NYC Tapwater | 2026 Bangdong Gushu
One River Tea
Regular price
$62.00
Sale
We're very excited to release this pure Spring tea made from exclusively ancient trees in the mineral-rich terroir of the Bangdong Village, just across a mountain valley from our beloved Xigui. We first visited these sandy slopes in Spring of 2023 and were utterly astounded by the incredible number of ancient trees in these hills. Their thick trunks and roots that reach around boulders through the red earth, the way Sister Meng hopped from rock to rock across dry ravines, here old broken-roofed home in the mountains with the ancient tea trees providing shade, really all feeds into our wonder of this tea, and our excitement to do this region the honor it desrves by showcasing their gushu.
Bangdong has quickly become one of our secret favorites in the puer lineup.
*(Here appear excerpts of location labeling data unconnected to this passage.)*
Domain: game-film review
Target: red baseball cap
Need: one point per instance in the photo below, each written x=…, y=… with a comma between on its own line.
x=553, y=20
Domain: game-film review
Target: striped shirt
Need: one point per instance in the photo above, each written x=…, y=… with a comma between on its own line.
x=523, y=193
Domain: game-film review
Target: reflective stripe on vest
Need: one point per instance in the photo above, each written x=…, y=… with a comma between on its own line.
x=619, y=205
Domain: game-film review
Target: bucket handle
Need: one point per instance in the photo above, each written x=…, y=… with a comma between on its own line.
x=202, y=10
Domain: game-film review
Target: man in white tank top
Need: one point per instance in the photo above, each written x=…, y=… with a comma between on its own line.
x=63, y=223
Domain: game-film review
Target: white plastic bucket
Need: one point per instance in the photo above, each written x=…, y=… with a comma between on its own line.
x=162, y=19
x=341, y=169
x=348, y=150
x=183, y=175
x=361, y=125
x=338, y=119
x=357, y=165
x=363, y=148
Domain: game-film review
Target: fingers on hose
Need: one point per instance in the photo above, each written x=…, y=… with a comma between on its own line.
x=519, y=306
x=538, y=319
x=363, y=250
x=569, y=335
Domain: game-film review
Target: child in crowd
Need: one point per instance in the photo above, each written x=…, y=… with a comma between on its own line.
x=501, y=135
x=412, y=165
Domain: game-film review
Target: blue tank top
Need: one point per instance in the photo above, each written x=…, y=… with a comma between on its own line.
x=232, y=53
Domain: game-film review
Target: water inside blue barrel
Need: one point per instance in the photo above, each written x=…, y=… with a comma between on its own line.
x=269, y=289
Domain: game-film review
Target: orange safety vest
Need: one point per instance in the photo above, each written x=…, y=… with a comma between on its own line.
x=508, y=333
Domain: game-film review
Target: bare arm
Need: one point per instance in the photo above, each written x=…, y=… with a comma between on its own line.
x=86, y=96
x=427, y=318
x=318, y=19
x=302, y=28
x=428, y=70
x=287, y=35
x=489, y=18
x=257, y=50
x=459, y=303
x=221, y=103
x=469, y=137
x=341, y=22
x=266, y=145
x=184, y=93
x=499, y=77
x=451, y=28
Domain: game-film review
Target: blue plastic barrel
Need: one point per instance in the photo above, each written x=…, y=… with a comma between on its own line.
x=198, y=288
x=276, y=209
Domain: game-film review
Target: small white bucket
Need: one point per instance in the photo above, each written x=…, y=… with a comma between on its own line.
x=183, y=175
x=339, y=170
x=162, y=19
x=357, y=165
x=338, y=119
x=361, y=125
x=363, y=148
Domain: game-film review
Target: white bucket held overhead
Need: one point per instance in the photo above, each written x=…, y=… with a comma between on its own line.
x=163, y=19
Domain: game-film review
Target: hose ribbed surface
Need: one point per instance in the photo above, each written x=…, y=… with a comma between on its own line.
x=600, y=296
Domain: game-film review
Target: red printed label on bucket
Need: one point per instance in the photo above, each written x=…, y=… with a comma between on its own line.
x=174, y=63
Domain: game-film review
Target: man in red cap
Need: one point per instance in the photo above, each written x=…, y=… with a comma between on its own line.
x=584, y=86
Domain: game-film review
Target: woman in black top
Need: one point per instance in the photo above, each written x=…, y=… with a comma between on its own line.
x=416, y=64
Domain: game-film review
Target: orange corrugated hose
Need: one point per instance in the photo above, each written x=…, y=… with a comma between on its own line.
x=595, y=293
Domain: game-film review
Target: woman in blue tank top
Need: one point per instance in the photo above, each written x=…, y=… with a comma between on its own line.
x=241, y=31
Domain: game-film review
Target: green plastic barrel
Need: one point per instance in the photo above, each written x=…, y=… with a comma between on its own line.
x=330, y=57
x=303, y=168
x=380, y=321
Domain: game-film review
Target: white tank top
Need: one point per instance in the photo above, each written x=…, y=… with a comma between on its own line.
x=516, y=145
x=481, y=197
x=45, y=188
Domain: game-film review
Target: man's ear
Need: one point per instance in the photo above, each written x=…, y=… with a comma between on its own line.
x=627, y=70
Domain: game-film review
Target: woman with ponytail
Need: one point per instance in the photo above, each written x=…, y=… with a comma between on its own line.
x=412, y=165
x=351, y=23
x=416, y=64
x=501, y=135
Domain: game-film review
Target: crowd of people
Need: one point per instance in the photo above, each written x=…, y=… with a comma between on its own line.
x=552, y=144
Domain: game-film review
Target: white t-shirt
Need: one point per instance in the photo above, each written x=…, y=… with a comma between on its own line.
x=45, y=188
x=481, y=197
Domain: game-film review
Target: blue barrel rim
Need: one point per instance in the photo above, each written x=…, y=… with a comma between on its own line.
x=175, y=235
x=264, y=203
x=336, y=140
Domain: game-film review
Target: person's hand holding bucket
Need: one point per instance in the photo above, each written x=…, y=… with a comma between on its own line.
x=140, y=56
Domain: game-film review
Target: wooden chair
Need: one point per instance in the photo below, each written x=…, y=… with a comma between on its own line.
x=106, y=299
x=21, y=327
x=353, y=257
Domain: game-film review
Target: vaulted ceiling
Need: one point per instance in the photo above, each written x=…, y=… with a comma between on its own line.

With depthless minerality, very little bitterness, and a sweetness that shines like a cut gem, it has been a comfort tea in our cabinet since we first sourced it in 2023.
There is a freshness to the dry leaves in the warmed gaiwan, reminiscent of spring grasses and violets in the breeze, underneath there is a hint of caramel and sugar with the slightest edge of toast. Even after the initial infusions, the fragrances remain dry and crisp with a savory edge like toasted seaweed or sesame.
The brew is thirst quenching, rather sweet, with savory notes redolent of Japanese nori. The modest yellow brew coats the mouth in an oily fashion leaving a lot left over to taste between infusions. The dominant expression of this tea in the early infusions is its intense minerality. This sweetens up through the session creating a good dozen infusions of rock-sugar sweet water in the teas later half. For us, the true joy comes in this second half of the session, wherein this tea becomes sweeter and sweeter as we refill the kettle with another 1.5 liters of water and continue on, really long-lasting session if you're present for it.
The Bangdong village is famous for its deep mineralogy, in fact the makers call their teas Yancha or Rock Teas, which to those literate in Chinese oolongs is a name that's already taken by the Wuyi Oolongs. This name however is a true reflection of their boulder-strewn sandy side of the mountain, and is readily apparent in the taste of the tea itself.